This previous question comes closest to what I am curious of. I've tried several variations of indexOf() and filter() to no success
I have an arrays of objects (exampleDat):
[{id:1, value:"100", name:"dog", D1: 10, D2: 67, D3: 33},
{id:2, value:"200", name:"cat", D1: 66, D2: 41, D3: 34},
{id:3, value:"300", name:"fish", D1: 23, D2: 45, D3:},
{id:4, value:"400", name:"mouse", D1: 13, D2: 55, D3:},
{id:5, value:"500", name:"snake", D1: 7, D2: 9, D3:}]

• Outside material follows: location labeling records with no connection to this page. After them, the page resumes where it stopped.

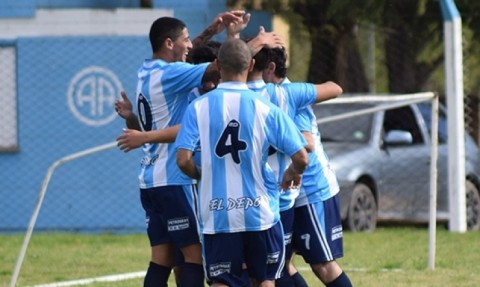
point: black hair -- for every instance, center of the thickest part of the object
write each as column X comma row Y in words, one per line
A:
column 279, row 57
column 234, row 56
column 164, row 28
column 204, row 53
column 261, row 59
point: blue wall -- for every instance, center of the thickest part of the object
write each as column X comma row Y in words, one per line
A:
column 66, row 88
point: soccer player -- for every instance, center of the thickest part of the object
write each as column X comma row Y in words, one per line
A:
column 238, row 194
column 291, row 98
column 164, row 83
column 317, row 212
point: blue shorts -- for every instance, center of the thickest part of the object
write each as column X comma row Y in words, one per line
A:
column 262, row 251
column 287, row 218
column 169, row 215
column 317, row 231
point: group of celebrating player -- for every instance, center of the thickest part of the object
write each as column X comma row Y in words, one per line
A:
column 234, row 178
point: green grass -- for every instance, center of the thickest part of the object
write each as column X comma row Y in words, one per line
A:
column 390, row 256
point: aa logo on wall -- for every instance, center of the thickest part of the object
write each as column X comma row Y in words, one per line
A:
column 91, row 95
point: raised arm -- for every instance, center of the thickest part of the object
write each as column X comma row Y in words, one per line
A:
column 218, row 24
column 131, row 139
column 265, row 39
column 292, row 177
column 124, row 109
column 327, row 91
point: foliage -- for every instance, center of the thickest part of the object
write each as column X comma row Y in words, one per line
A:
column 409, row 40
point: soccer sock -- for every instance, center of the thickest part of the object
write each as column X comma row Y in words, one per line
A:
column 298, row 280
column 284, row 281
column 341, row 281
column 157, row 276
column 192, row 275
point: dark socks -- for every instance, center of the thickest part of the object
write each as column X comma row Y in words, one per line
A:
column 298, row 280
column 341, row 281
column 157, row 276
column 192, row 275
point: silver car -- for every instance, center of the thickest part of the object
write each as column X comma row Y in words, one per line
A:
column 382, row 162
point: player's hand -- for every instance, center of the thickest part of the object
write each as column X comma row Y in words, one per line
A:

In a different function, I return an array of which of these 'keys' I need. This array changes dynamically, so its not possible to type them all out. For example any of the following examples are viable,
useThese1 = ['D1','D2'] //Want exampleDat returned with only these key,value 'columns' returned
useThese2 = ['id','D1','D2','D3'] //Want exampleDat return with only these key,value 'columns' returned
useThese3 = ['value','D2','D3'] //Want exampleDat returned with only these key,value 'columns' returned
So I need to dynamically map the values in a useThese array to the exampleDat array
If I knew the exact columns, I could hand type it ala:
exampleDat.map(d => {return {D1: d.D1, D2: d.D2}})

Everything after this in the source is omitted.